Trayecto fantasma

Joan Amat

Elisa siempre hacía el mismo trayecto. Dos calles caminando, una de ellas en cuesta, que cada día le hacía plantearse su estado físico, después metro en Vilapicina, línea azul hasta Entença, tres calles más allá y el trabajo. Un despacho de abogados.


Y a las siete de la tarde, el mismo viaje de vuelta, con una calle cuesta abajo que le hacía ser mucho más optimista de sus capacidades respiratorias.


Siempre las mismas calles y paradas, hasta el punto de que no tenía ni que acordarse de ellas, no eran más que un mecanismo automático en su cabeza. Uno que de vez en cuando tiraba del resorte, algo no estaba sucediendo como estaba previsto, una llamada de atención para que el alma volviese a hacerse cargo de aquel vehículo de carne y hueso.


Sucedió a la vuelta a casa, volvió en sí como si el resto del día hubiese sido un sueño. Había conseguido un asiento y además, el vagón no estaba muy abarrotado, cosa extraña a esa hora del día. Había algo. Sentía un escalofrío que le recorría la espalda, erizándole los pelos de la nuca. Hospital Clínic.


Aquella incomodidad aumentó, se revolvió en su asiento, cambiando poco a poco el peso a la otra nalga pero no solucionó nada. Se dio cuenta de lo que provocaba aquella perturbación: alguien le estaba mirando.

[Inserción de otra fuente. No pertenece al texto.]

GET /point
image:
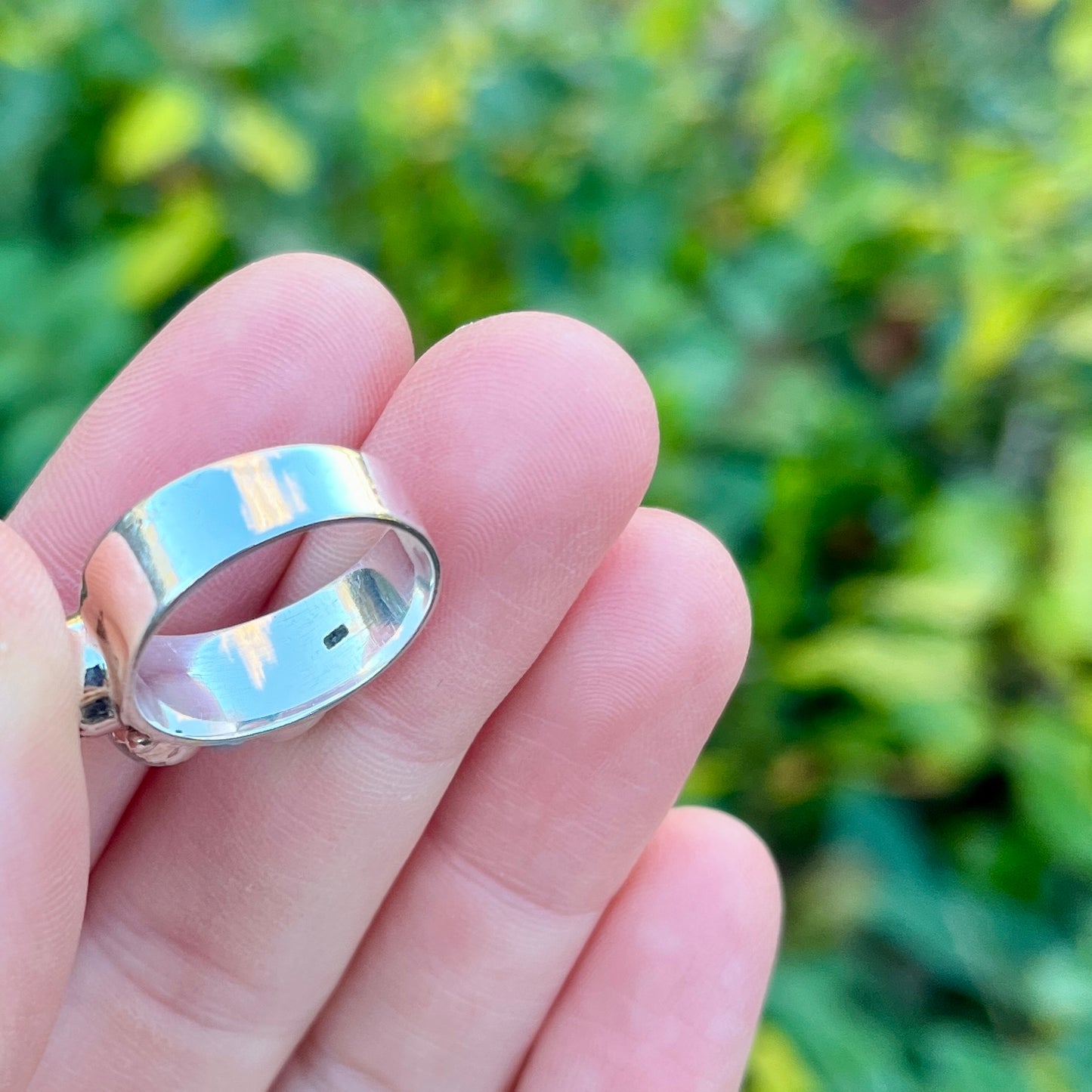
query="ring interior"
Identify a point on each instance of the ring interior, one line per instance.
(291, 664)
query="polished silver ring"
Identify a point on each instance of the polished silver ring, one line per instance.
(163, 696)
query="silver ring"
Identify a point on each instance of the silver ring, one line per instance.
(162, 696)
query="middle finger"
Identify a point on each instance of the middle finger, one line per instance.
(240, 886)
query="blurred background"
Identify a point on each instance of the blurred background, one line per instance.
(851, 243)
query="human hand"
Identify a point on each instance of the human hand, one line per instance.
(448, 885)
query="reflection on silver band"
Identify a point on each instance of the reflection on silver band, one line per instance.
(162, 696)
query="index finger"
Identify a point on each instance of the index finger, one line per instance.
(299, 348)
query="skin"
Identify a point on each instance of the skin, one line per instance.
(470, 876)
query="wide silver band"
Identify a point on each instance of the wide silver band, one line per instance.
(162, 694)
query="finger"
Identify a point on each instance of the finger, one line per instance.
(524, 444)
(670, 989)
(549, 812)
(43, 809)
(292, 348)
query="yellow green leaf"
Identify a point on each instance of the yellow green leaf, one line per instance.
(777, 1066)
(268, 145)
(664, 29)
(157, 127)
(1072, 43)
(161, 255)
(883, 667)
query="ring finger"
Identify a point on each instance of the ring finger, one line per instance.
(238, 887)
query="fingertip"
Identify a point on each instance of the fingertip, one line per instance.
(578, 366)
(724, 858)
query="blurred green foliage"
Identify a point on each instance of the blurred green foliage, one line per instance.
(852, 248)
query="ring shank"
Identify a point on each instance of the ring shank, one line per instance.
(287, 667)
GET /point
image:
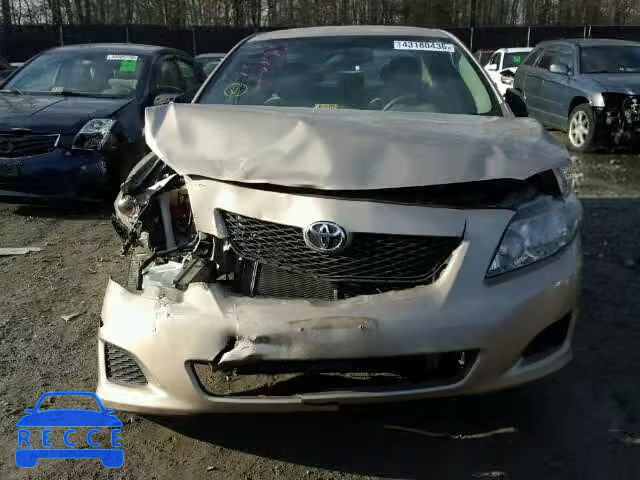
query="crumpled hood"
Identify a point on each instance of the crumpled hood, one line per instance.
(346, 149)
(54, 113)
(628, 83)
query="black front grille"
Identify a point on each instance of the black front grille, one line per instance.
(121, 367)
(296, 377)
(14, 146)
(369, 257)
(275, 282)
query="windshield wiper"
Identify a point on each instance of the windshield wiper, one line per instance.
(72, 93)
(13, 91)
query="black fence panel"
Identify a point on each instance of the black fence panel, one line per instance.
(621, 32)
(180, 38)
(464, 34)
(491, 38)
(542, 33)
(219, 40)
(18, 43)
(73, 34)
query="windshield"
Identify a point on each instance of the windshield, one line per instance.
(610, 59)
(513, 60)
(208, 64)
(417, 74)
(88, 73)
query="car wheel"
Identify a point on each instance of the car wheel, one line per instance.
(582, 129)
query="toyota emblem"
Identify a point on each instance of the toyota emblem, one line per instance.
(326, 237)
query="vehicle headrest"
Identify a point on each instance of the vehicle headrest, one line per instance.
(401, 65)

En cuento trataba de encontrar aquella mirada, escapaba, justo al borde del rabillo del ojo. La señora de allí había sido ella, o tal vez ese chico de la esquina no estaba tan ensimismado con los auriculares como parecía. Entonces se dio cuenta. Había una señora mirándola justo enfrente suyo. Por el otro lado de la ventana.


Parpadeó incrédula ,¿cómo podía estar del otro lado del cristal? En el túnel, pasando el metro a toda velocidad a unos centímetros de su cara. Allí estaba en contra de toda lógica, mirando con curiosidad hacia el interior. Directamente hacia ella, entre las cabeza de dos chicos agarrados de la mano que continuaban hablando distraídamente sin darse cuenta de lo que estaba sucediendo en sus narices. Es decir, nucas.

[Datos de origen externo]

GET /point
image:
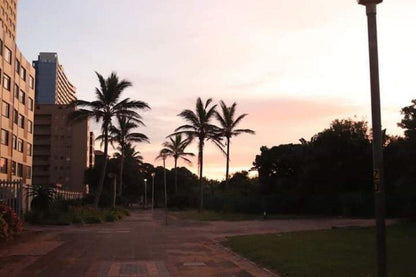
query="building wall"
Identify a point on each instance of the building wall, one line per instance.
(17, 97)
(61, 148)
(52, 84)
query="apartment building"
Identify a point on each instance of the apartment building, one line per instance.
(17, 78)
(62, 149)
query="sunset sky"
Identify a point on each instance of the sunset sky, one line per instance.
(293, 66)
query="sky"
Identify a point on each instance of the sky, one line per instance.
(293, 66)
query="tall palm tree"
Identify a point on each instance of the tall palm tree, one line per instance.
(175, 148)
(199, 126)
(106, 106)
(228, 124)
(123, 135)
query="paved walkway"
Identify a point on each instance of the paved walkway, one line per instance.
(141, 245)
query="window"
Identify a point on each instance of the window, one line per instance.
(19, 170)
(22, 97)
(28, 172)
(5, 111)
(29, 149)
(21, 121)
(4, 137)
(30, 127)
(16, 91)
(14, 142)
(31, 82)
(17, 66)
(16, 117)
(20, 145)
(8, 55)
(23, 73)
(30, 103)
(14, 168)
(3, 165)
(6, 82)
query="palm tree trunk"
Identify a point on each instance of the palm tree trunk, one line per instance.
(120, 190)
(201, 163)
(176, 176)
(103, 169)
(227, 167)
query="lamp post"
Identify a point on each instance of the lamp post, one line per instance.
(145, 193)
(378, 170)
(153, 189)
(166, 193)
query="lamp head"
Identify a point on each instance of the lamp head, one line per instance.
(369, 2)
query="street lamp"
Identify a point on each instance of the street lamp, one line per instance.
(153, 189)
(378, 170)
(145, 193)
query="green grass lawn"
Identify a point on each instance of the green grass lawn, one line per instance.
(216, 216)
(330, 253)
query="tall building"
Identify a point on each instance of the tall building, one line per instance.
(52, 85)
(17, 78)
(62, 149)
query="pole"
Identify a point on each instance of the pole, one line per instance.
(145, 194)
(114, 191)
(153, 191)
(378, 170)
(166, 194)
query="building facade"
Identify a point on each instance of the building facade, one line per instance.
(52, 84)
(62, 149)
(17, 77)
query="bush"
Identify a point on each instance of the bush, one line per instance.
(111, 216)
(10, 223)
(93, 219)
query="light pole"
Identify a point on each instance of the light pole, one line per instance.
(153, 189)
(145, 194)
(378, 170)
(166, 194)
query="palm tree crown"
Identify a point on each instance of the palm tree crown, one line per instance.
(199, 126)
(104, 108)
(123, 135)
(228, 124)
(175, 148)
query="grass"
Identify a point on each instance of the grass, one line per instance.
(229, 216)
(341, 252)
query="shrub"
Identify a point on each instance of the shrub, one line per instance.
(10, 222)
(42, 197)
(93, 219)
(111, 216)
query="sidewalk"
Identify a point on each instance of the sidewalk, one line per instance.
(142, 245)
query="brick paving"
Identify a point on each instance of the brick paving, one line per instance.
(142, 246)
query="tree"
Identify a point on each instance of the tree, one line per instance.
(409, 121)
(229, 129)
(199, 126)
(106, 106)
(175, 148)
(123, 135)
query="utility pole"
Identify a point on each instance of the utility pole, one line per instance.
(378, 166)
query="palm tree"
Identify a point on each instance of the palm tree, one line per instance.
(199, 126)
(175, 148)
(123, 135)
(228, 129)
(104, 108)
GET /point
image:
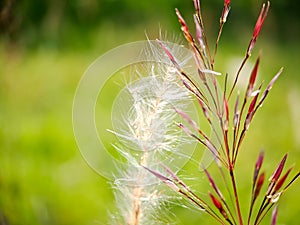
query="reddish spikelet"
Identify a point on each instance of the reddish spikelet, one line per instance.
(251, 110)
(226, 114)
(259, 161)
(213, 184)
(275, 176)
(184, 27)
(204, 109)
(218, 205)
(259, 23)
(259, 184)
(197, 6)
(274, 215)
(216, 202)
(225, 12)
(199, 33)
(236, 112)
(258, 165)
(252, 78)
(282, 180)
(269, 87)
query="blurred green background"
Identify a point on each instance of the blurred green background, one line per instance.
(45, 47)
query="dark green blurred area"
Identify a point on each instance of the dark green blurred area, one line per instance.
(72, 23)
(45, 47)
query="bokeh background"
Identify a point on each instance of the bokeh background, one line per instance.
(45, 47)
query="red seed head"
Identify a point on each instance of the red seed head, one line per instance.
(226, 2)
(253, 78)
(275, 176)
(274, 216)
(216, 202)
(259, 23)
(282, 180)
(259, 184)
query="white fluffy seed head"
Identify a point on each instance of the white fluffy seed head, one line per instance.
(148, 136)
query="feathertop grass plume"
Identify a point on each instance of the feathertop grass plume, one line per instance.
(233, 124)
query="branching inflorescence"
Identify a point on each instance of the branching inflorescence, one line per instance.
(233, 124)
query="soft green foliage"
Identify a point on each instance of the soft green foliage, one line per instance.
(44, 179)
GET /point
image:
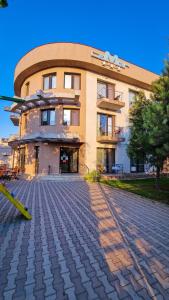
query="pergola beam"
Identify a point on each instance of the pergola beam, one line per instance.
(12, 99)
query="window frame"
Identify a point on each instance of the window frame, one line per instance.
(72, 80)
(50, 75)
(135, 93)
(48, 110)
(27, 87)
(71, 109)
(107, 88)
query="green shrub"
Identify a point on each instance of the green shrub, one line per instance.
(93, 176)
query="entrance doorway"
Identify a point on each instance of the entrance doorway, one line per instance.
(105, 159)
(69, 160)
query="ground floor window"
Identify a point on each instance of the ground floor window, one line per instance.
(137, 165)
(36, 152)
(69, 160)
(22, 159)
(105, 159)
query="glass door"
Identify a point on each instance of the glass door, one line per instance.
(69, 160)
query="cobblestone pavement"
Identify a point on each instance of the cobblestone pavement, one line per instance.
(85, 241)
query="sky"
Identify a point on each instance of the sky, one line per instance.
(137, 31)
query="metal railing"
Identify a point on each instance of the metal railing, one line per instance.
(117, 132)
(109, 93)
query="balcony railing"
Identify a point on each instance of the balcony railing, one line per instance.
(117, 136)
(108, 98)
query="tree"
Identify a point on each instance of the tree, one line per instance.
(150, 124)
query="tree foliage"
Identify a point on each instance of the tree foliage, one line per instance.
(149, 134)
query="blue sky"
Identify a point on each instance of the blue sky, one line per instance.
(137, 31)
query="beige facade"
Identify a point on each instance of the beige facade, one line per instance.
(74, 73)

No solo ellos, sino que ninguno de los acompañantes del metro parecía estar dándose cuenta de ello. Era imposible.


Tenía que tratarse de un anuncio, de estos que la imagen pasaba tan rápido que se veía desde el metro, como cuando pasabas las imágenes de un cuento y podías ver a los personajes moviéndose a trompicones. Aquella figura, sin embargo, estaba completamente nítida. Diagonal.


Desapareció y respiró aliviada durante los treinta segundos en los que pensó que todo había sido producto de su imaginación. Saltó de la silla en cuanto volvió con la oscuridad de los túneles. Quiso preguntarle a la joven que tenía al lado si podía verla, pero se sentía demasiado ridícula. Necesitaba acercarse para comprobarlo. Al mismo tiempo con los asientos ocupados no podía hacerlo sin parecer una loca. Esperó.


Verdaguer, Sagrada Família. Con la mirada fija en esos ojos que nunca parpadeaban.


Las paradas pasaban sin quitarle los ojos de encima, sin moverse, ni siquiera un centímetro. Pasó Vilapicina. Podría haberse bajado y volver a casa, aunque ¿cómo se iba a olvidar de aquello? Continuó hasta que los asientos se despejaron y el vagón quedó vacío.


Entonces se acercó, primero un paso, tímidamente, el rostro más cerca, otro y otro hasta que estuvo encima del asiento de plástico, mirando por la ventana viendo su reflejo. Se rio como una tonta de su equivocación, solo era su reflejo.


Se rio mientras a través del frío cristal, el viento y el ruido, veía como volvía a su asiento.